Come potrebbe il PD sopravvivere strutturando una più ampia partecipazione, cercando quindi il mezzo più adatto a rendersi funzionale, trasparente e scalabile per la società che si propone di governare? A questa domanda potrebbe rispondere, nella maniera più breve possibile, la parola referendum.
Tale concetto è già richiamato abbondantemente nello Statuto richiamato; per informazioni guardare all'Articolo 27, definito non a caso come "Referendum e altre forme di consultazione".
Si può quindi far partecipare per forma, per necessità, per sopravvivenza, per desiderio di abbattere le frontiere annullando/migliorando/attualizzando quella disciplina di Partito che tanti danni sembra aver prodotto in questi anni di storia politica.
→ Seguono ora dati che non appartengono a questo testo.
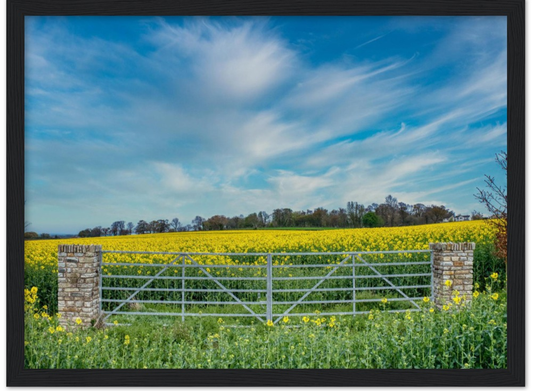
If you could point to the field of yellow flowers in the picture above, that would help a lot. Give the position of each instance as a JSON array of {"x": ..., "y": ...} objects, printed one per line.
[
  {"x": 41, "y": 256},
  {"x": 457, "y": 337}
]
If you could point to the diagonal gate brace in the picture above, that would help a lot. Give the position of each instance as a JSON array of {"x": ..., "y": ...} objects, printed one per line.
[
  {"x": 388, "y": 281},
  {"x": 313, "y": 288},
  {"x": 141, "y": 288},
  {"x": 224, "y": 288}
]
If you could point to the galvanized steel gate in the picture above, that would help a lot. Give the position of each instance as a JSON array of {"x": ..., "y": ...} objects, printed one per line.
[{"x": 266, "y": 296}]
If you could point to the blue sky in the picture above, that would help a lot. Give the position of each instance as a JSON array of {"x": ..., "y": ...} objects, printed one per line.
[{"x": 131, "y": 118}]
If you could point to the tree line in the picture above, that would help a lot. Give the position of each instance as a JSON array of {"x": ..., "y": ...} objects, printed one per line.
[{"x": 391, "y": 213}]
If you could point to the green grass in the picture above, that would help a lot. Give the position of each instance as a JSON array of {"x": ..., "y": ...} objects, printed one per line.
[{"x": 473, "y": 336}]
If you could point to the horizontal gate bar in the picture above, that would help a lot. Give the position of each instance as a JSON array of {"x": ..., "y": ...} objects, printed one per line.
[
  {"x": 182, "y": 278},
  {"x": 294, "y": 314},
  {"x": 349, "y": 277},
  {"x": 344, "y": 301},
  {"x": 179, "y": 266},
  {"x": 185, "y": 302},
  {"x": 179, "y": 290},
  {"x": 356, "y": 265},
  {"x": 371, "y": 288},
  {"x": 273, "y": 254},
  {"x": 179, "y": 314}
]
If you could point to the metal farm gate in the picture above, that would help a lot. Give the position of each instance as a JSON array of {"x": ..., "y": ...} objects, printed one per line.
[{"x": 262, "y": 286}]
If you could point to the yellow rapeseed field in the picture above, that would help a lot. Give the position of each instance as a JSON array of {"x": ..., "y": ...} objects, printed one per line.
[{"x": 43, "y": 254}]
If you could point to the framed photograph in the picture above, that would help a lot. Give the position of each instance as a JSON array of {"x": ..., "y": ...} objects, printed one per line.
[{"x": 266, "y": 194}]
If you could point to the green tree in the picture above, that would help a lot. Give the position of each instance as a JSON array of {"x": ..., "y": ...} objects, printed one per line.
[{"x": 371, "y": 220}]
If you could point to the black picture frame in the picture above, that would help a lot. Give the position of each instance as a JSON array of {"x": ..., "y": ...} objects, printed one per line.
[{"x": 17, "y": 375}]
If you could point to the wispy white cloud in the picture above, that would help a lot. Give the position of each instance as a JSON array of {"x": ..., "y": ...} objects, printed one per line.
[{"x": 229, "y": 117}]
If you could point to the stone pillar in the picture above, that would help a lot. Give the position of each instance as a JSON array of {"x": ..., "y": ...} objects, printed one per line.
[
  {"x": 78, "y": 284},
  {"x": 452, "y": 262}
]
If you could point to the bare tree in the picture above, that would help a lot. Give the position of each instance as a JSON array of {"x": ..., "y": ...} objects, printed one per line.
[{"x": 495, "y": 200}]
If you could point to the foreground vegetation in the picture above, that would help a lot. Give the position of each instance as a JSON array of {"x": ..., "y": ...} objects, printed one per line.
[
  {"x": 472, "y": 336},
  {"x": 460, "y": 336}
]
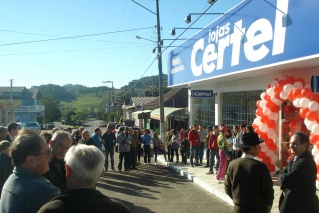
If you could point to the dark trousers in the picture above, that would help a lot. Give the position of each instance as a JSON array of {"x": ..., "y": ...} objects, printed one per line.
[
  {"x": 201, "y": 151},
  {"x": 194, "y": 153},
  {"x": 125, "y": 156},
  {"x": 184, "y": 156},
  {"x": 132, "y": 161},
  {"x": 109, "y": 151},
  {"x": 207, "y": 157},
  {"x": 147, "y": 154},
  {"x": 139, "y": 152},
  {"x": 169, "y": 152},
  {"x": 172, "y": 154}
]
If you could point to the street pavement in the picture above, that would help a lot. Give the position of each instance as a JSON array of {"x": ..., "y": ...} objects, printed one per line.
[
  {"x": 198, "y": 176},
  {"x": 157, "y": 188}
]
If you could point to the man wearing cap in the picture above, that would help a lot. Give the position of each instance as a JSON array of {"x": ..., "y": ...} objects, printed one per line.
[
  {"x": 298, "y": 180},
  {"x": 248, "y": 180}
]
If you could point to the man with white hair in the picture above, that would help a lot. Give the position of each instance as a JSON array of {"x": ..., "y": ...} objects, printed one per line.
[
  {"x": 84, "y": 166},
  {"x": 60, "y": 144}
]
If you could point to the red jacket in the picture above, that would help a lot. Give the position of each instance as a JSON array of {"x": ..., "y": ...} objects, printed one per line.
[
  {"x": 192, "y": 137},
  {"x": 212, "y": 143}
]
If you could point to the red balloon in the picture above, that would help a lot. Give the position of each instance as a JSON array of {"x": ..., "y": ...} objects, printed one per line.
[
  {"x": 303, "y": 112},
  {"x": 306, "y": 92},
  {"x": 296, "y": 93},
  {"x": 275, "y": 108},
  {"x": 290, "y": 80},
  {"x": 257, "y": 103},
  {"x": 266, "y": 160},
  {"x": 301, "y": 81},
  {"x": 264, "y": 118},
  {"x": 261, "y": 154},
  {"x": 273, "y": 147},
  {"x": 311, "y": 115},
  {"x": 314, "y": 139},
  {"x": 259, "y": 112},
  {"x": 290, "y": 96},
  {"x": 271, "y": 167},
  {"x": 271, "y": 124}
]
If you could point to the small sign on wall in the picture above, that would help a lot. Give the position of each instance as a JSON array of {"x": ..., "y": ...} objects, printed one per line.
[{"x": 202, "y": 93}]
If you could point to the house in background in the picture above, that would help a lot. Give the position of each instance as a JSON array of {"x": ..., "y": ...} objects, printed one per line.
[{"x": 20, "y": 104}]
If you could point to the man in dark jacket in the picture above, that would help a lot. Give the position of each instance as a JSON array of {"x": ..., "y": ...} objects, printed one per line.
[
  {"x": 60, "y": 143},
  {"x": 298, "y": 180},
  {"x": 84, "y": 166},
  {"x": 248, "y": 181}
]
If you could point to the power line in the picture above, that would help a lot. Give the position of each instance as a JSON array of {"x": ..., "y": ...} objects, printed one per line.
[{"x": 72, "y": 37}]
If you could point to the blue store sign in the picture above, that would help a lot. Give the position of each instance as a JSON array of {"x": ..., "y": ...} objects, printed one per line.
[
  {"x": 202, "y": 93},
  {"x": 254, "y": 34}
]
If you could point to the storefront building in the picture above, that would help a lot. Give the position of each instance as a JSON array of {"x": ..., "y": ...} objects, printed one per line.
[{"x": 239, "y": 55}]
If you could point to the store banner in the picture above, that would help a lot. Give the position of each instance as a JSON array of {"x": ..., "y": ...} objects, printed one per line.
[
  {"x": 254, "y": 34},
  {"x": 202, "y": 93}
]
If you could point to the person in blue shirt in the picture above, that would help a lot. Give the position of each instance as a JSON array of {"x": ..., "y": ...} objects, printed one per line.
[
  {"x": 97, "y": 137},
  {"x": 109, "y": 144},
  {"x": 146, "y": 141},
  {"x": 26, "y": 190}
]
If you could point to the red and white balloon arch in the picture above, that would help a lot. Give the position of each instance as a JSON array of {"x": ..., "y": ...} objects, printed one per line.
[{"x": 301, "y": 113}]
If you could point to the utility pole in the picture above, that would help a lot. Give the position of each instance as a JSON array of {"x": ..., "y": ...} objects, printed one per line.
[
  {"x": 160, "y": 81},
  {"x": 12, "y": 109}
]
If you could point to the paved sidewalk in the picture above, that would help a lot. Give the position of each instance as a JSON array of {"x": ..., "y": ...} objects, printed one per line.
[{"x": 198, "y": 175}]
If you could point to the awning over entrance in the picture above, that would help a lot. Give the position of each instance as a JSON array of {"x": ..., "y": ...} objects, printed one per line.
[
  {"x": 138, "y": 114},
  {"x": 155, "y": 114}
]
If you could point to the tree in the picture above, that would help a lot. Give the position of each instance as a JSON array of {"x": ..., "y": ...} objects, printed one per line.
[{"x": 52, "y": 112}]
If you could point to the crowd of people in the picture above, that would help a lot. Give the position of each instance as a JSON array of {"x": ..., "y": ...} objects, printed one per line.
[{"x": 58, "y": 172}]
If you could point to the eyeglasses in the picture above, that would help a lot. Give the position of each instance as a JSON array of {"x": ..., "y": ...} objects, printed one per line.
[{"x": 48, "y": 153}]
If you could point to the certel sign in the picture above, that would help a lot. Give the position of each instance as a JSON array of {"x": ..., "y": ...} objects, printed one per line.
[
  {"x": 253, "y": 34},
  {"x": 202, "y": 93}
]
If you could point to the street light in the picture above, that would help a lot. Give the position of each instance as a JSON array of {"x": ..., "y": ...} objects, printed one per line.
[
  {"x": 188, "y": 18},
  {"x": 173, "y": 30},
  {"x": 160, "y": 71},
  {"x": 106, "y": 82}
]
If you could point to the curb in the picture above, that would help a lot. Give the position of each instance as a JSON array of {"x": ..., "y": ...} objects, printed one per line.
[{"x": 208, "y": 187}]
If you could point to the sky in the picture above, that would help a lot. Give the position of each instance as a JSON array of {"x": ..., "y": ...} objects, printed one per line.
[{"x": 90, "y": 41}]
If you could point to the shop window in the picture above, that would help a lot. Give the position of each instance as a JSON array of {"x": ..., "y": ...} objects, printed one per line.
[
  {"x": 239, "y": 107},
  {"x": 204, "y": 111}
]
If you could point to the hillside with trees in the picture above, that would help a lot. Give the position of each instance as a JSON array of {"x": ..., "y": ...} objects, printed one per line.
[{"x": 77, "y": 102}]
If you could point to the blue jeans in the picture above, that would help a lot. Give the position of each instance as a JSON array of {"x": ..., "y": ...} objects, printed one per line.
[
  {"x": 214, "y": 153},
  {"x": 109, "y": 151},
  {"x": 194, "y": 152}
]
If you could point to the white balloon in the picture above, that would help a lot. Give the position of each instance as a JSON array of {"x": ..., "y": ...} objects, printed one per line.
[
  {"x": 315, "y": 129},
  {"x": 296, "y": 102},
  {"x": 315, "y": 151},
  {"x": 307, "y": 86},
  {"x": 262, "y": 96},
  {"x": 283, "y": 95},
  {"x": 263, "y": 127},
  {"x": 274, "y": 159},
  {"x": 274, "y": 83},
  {"x": 306, "y": 121},
  {"x": 262, "y": 104},
  {"x": 298, "y": 84},
  {"x": 304, "y": 102},
  {"x": 270, "y": 92},
  {"x": 310, "y": 125},
  {"x": 287, "y": 88},
  {"x": 257, "y": 121},
  {"x": 313, "y": 106},
  {"x": 266, "y": 111}
]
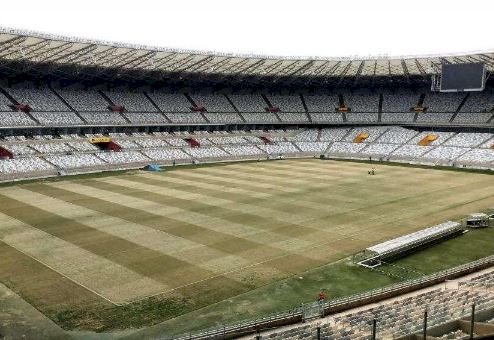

Il banco di prova è il futuro di una stessa politica che, per allungare il suo sguardo sul futuro, non potrà ritardare in eterno l'inevitabile cambiamento che è già (in maniera sconnessa e distratta) percepibile nella società stessa.
Arroccarsi nella difesa esclusiva della ditta, degli interessi di bottega e della disciplina di Partito è un traguardo che potrebbe condurre (in breve tempo?) il Paese intero verso una ben peggiore catastrofe socio-culturale.
Le correnti interne al Partito, in quell'eventualità, dovrebbero salvarsi probabilmente dall'incedere inarrestabile di tremende mareggiate.